Family courts open up to journalists
Reporters are now allowed inside family courts in England and Wales. Is it a good idea?
When did the rules change?
On April 27 there was "a quiet revolution in the way society deals with families when they go wrong", according to the Independent, when journalists were sent to report on family court hearings for the first time. On the day, however, there was confusion over the new rules, with judges holding up cases, asking for special applications from newspapers and barring reporters from mentioning all but the most general details of the hearings. "Lots of journalists suddenly running about makes us nervous," said one lawyer. Others questioned whether the entry of the press, which has the support of the Justice Secretary, Jack Straw, would upset a delicate system.
Why is it delicate?
The approximately 200,000 family court hearings held each year in the UK often deal with difficult and tragic family crises. They include "public law" cases in which the state intervenes in the family in various ways, from imposing supervision orders to adoption. The courts also hear thousands of "private law" cases, normally disagreements between parents or relatives over, for example, the custody of children. About 10 per cent of families that break up settle the fate of the children in court, according to the Ministry of Justice. Since the Family Court Division of the High Court was formed in 1971, these hearings have been kept private on the grounds that children needed to be protected from the public gaze and that adults had the right to privacy in their personal lives.
Don't they still?
Yes, but campaigners say that completely private proceedings have denied some parties a fair hearing. Scrutiny of social workers, and how experts make decisions – both issues in the Baby P case – have often been stymied by "family privacy", which allows everyone involved to remain anonymous. During a three-year campaign for access to family courts, the Times received hundreds of letters from people who had been gagged and were unable to challenge court decisions publicly. If the courts were opened up, the argument goes, it would make judges, child protection workers and expert witnesses more accountable. This is especially important, campaigners argue, given the draconian powers the family courts wield.
What sort of powers?
Since the abolition of capital punishment, taking a child away from its parents is considered by many judges the heaviest responsibility left in their hands. And critics of family courts say this decision can be taken too easily. In criminal courts, defendants are innocent until proven guilty beyond reasonable doubt. A family court, however, can decide on the "balance of probability" that a child is suffering significant harm. Cases often come down to one unhappy individual's word against another's, and hinge on terms like "emotional abuse", which, although it has no definition under the law, accounts for 21 per cent of all children registered as needing protection. Procedure in family courts is made even more important by the momentous nature of some decisions, such as forcible adoption.
What can go wrong?
Social workers and experts can make serious mistakes. In its campaign, the Times told the stories of a grandfather imprisoned for 20 months for having contact with his step-grandson, who repeatedly ran away from care to seek his company; a couple separated from their three children because of a claim – but not a shred of evidence – of sexual abuse; and a mother who was identified, even before she gave birth, as a likely sufferer of the extremely controversial "Munchausen's Syndrome by Proxy", in which parents pretend their children are ill as a way of gaining attention. Most famously, in 1991, nine children were taken away from their families in the Orkney Islands – in some cases being told their mother was dead – because of false allegations about a satanic sex ring.

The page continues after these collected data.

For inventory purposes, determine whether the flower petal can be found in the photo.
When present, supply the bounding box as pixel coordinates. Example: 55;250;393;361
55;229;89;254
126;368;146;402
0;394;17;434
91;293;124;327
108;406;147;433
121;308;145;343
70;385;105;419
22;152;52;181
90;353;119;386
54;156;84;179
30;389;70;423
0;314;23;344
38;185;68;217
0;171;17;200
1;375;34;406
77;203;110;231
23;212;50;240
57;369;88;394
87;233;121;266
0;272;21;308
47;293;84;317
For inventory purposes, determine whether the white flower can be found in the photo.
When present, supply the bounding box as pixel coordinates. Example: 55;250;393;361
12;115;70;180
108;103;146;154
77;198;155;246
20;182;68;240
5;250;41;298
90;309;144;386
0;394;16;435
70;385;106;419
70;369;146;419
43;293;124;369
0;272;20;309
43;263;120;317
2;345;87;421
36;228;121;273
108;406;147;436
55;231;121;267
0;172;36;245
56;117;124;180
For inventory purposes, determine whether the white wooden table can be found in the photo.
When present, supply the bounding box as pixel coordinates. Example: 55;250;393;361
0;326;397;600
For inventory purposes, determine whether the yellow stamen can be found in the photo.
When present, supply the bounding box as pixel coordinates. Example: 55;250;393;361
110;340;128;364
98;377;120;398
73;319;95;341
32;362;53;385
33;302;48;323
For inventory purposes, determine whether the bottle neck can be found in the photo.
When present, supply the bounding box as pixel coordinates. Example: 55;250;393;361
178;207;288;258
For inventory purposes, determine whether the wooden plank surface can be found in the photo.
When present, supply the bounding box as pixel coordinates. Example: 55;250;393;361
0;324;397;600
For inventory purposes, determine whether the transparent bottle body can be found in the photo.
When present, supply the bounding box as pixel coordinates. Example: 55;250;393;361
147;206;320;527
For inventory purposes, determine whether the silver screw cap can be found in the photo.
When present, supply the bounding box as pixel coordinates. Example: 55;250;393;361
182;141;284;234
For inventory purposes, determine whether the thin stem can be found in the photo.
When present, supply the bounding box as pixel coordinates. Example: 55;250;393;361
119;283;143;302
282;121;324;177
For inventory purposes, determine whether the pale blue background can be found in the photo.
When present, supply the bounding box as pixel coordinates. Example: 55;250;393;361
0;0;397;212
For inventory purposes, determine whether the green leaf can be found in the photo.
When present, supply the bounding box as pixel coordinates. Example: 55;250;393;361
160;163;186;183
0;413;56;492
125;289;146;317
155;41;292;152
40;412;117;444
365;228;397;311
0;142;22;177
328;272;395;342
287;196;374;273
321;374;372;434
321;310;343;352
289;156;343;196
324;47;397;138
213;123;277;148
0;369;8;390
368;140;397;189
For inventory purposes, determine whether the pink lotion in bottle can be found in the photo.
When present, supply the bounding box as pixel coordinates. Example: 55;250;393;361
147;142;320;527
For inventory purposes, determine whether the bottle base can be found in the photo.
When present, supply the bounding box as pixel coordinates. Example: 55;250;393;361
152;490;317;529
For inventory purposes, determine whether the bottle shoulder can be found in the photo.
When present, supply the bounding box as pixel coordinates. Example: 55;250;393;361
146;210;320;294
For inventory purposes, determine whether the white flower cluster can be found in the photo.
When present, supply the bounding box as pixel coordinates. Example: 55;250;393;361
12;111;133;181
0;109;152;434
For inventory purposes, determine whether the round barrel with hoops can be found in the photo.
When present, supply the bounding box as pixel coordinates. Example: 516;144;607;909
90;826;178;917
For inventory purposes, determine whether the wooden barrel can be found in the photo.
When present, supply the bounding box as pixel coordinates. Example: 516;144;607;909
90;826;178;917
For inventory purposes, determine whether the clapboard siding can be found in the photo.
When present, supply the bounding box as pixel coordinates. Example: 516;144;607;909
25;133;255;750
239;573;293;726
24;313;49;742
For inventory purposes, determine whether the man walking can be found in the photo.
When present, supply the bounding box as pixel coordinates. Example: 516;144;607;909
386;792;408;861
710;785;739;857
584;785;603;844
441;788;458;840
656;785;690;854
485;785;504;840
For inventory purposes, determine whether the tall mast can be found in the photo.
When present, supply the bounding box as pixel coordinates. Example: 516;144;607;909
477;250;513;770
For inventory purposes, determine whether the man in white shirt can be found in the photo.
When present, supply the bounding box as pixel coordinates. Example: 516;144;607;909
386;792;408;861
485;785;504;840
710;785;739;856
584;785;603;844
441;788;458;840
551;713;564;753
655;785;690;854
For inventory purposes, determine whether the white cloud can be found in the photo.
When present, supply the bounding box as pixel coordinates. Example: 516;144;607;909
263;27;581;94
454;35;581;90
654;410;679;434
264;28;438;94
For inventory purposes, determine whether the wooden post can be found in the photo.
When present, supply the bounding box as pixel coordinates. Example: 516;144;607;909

What do judges think about letting journalists in?
Many favour it, if only to correct the inaccurate reporting that comes from keeping them out. "So much of what is said comes from interested and disgruntled parties not reporting the matter objectively," says Sir Mark Potter, president of the Family Division of the High Court. Camilla Cavendish, the journalist who led the Times's campaign, admitted after her first day in court that the experience was "very different" to the impression she had got from talking to aggrieved people on the phone. "In court there are more shades of grey. You learn things the parties did not want to tell you," she wrote, after finally being able to attend a hearing in a child protection case she had been following for some time.
Does everyone support the change?
Far from it. Lawyers argue that closed hearings are more conducive to compromise than the adversarial style of public courts. There are also fears that social workers will refuse to testify through fear of public exposure, and that the wishes of children are being overlooked: a survey of 200 children in family court cases found that a vast majority did not want reporters present. And even the journalists aren't happy. Although they are now allowed in to court, the cases are still technically heard in private. That means the press is still bound by the Administration of Justice Act, which makes it an offence to publish anything other than what the judge expressly allows them to report. Ministers say they intend to modify this part of the law "as soon as parliamentary time allows".